White House documents are normally exempt from public records laws, but a federal judge ruled in December that Secret Service visitor logs must be released. The court sided with a liberal watchdog group that sought records showing visits by prominent religious conservatives to the White House and Vice President Dick Cheney's residence.
The Bush administration appealed and lawyers were scheduled to argue the case Monday before the U.S. Court of Appeals for the District of Columbia Circuit.
Government lawyers argue the president and vice president must be able to receive visitors and solicit advice privately. They portrayed the request for Secret Service records as an end-around, saying those same logs maintained by the White House would never be considered public documents.
Citizens for Responsibility and Ethics in Washington wants to use the Secret Service documents to show the influence religious conservatives have on the Bush administration. The government argues that proves the records are related to the White House, not to the workings of the Secret Service, and should not be released.
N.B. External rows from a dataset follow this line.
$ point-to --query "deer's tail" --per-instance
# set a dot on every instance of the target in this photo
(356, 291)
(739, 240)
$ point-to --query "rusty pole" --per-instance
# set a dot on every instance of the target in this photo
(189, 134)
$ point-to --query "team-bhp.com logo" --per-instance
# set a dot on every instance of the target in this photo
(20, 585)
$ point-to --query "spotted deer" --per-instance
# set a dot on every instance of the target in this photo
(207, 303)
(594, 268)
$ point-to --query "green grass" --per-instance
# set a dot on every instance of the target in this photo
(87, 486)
"The prospect of each and every appointment record immediately becoming the subject of forced public disclosure would surely cast a chill over the ability of the president and vice president to collect information and advice," Justice Department lawyers wrote in court documents.
CREW lawyers reject that argument. They say the documents shouldn't be considered White House records simply because a watchdog group is trying to find out what the White House is up to. The Secret Service created and controlled the documents, the lawyers said, so they should be public.